Comment 12 Kostya Serebryany 2014-06-16 11:24:28 UTC
I am not sure what does your bisection of LLVM/clang/compiler-rt mean
if you say that clang trunk works fine.
Comment 13 Georg Koppen 2014-06-16 11:29:31 UTC
(In reply to Kostya Serebryany from comment #12)
> I am not sure what does your bisection of LLVM/clang/compiler-rt mean
> if you say that clang trunk works fine.

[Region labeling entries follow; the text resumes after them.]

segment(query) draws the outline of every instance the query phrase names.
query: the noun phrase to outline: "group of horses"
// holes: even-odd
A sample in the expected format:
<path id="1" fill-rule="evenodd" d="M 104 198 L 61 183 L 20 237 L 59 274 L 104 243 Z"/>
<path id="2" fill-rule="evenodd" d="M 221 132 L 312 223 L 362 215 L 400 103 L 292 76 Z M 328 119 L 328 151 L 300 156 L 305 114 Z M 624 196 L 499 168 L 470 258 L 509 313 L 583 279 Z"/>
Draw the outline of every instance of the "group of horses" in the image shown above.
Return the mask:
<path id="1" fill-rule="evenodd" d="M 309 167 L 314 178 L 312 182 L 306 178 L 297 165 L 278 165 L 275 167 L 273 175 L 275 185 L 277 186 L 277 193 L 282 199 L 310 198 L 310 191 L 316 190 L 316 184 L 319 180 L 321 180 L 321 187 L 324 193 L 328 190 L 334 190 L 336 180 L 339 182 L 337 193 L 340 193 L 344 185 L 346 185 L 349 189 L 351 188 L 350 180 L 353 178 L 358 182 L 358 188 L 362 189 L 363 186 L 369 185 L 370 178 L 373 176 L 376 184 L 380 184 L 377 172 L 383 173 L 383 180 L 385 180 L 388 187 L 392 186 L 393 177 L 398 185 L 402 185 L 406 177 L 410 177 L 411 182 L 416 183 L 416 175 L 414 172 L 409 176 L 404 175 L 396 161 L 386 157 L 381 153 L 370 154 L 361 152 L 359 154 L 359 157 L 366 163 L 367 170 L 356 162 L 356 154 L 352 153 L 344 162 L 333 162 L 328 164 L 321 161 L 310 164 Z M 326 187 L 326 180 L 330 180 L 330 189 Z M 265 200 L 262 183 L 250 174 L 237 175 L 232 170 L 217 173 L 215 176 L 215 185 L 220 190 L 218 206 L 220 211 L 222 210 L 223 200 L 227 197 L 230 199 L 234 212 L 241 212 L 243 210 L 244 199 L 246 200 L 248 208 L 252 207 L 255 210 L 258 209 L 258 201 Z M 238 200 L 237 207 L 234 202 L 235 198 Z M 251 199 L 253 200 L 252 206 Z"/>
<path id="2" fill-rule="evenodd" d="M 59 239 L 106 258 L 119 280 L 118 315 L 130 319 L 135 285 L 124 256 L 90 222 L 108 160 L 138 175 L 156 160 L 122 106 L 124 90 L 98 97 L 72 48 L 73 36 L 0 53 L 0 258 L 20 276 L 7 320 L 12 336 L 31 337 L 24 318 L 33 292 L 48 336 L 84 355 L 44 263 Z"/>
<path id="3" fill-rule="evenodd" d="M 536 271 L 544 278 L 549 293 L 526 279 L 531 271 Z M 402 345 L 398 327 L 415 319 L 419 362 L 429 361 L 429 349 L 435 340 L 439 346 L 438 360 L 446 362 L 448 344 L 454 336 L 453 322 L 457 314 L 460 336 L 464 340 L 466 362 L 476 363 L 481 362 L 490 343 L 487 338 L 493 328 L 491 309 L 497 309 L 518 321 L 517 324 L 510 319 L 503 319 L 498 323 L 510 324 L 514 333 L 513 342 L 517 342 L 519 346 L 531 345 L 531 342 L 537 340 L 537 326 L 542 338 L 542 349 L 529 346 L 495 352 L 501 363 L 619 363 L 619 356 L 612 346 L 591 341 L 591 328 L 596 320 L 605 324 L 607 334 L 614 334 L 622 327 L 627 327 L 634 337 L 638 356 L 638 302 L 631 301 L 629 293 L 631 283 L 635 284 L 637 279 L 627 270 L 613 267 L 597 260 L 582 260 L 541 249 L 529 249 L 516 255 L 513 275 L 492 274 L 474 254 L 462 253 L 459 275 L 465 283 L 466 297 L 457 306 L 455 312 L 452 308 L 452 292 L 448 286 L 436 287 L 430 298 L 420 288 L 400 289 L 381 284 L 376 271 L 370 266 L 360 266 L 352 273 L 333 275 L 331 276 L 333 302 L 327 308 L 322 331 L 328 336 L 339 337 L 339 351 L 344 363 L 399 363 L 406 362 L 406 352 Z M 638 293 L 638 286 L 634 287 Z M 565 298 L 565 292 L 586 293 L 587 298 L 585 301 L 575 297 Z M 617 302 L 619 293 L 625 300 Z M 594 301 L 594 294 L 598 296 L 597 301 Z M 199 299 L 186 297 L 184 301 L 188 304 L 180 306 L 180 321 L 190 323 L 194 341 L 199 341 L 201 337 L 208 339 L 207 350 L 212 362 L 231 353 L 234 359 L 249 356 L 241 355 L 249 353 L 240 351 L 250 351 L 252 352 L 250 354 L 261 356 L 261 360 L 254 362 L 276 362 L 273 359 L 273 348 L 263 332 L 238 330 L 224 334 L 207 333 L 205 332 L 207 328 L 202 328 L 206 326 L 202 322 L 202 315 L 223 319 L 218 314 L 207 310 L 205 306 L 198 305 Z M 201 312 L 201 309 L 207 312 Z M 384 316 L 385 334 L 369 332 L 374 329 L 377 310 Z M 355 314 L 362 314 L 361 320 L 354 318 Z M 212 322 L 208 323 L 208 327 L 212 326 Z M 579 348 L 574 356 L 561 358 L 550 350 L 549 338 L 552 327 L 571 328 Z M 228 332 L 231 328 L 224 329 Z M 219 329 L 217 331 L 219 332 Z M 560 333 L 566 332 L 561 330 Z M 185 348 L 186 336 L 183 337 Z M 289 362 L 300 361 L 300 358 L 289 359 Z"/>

There are two different issues here in this bug: one got moved to bug 61475 and *there* clang trunk is working fine. BUT for the original issue mentioned in this bug trunk is *not* working. See comment 8 above. I was referring to that comment when I talked about the bisection in my last comment. Anyway, I backed out the corresponding code parts in my GCC 4.9.0 and now everything is working when I am compiling with GCC 4.9.0 on Ubuntu Lucid.
Comment 14 Georg Koppen 2016-05-26 11:34:20 UTC
Works for me given that probably no one is still using 10.04 and Firefox ESR24. Certainly we don't.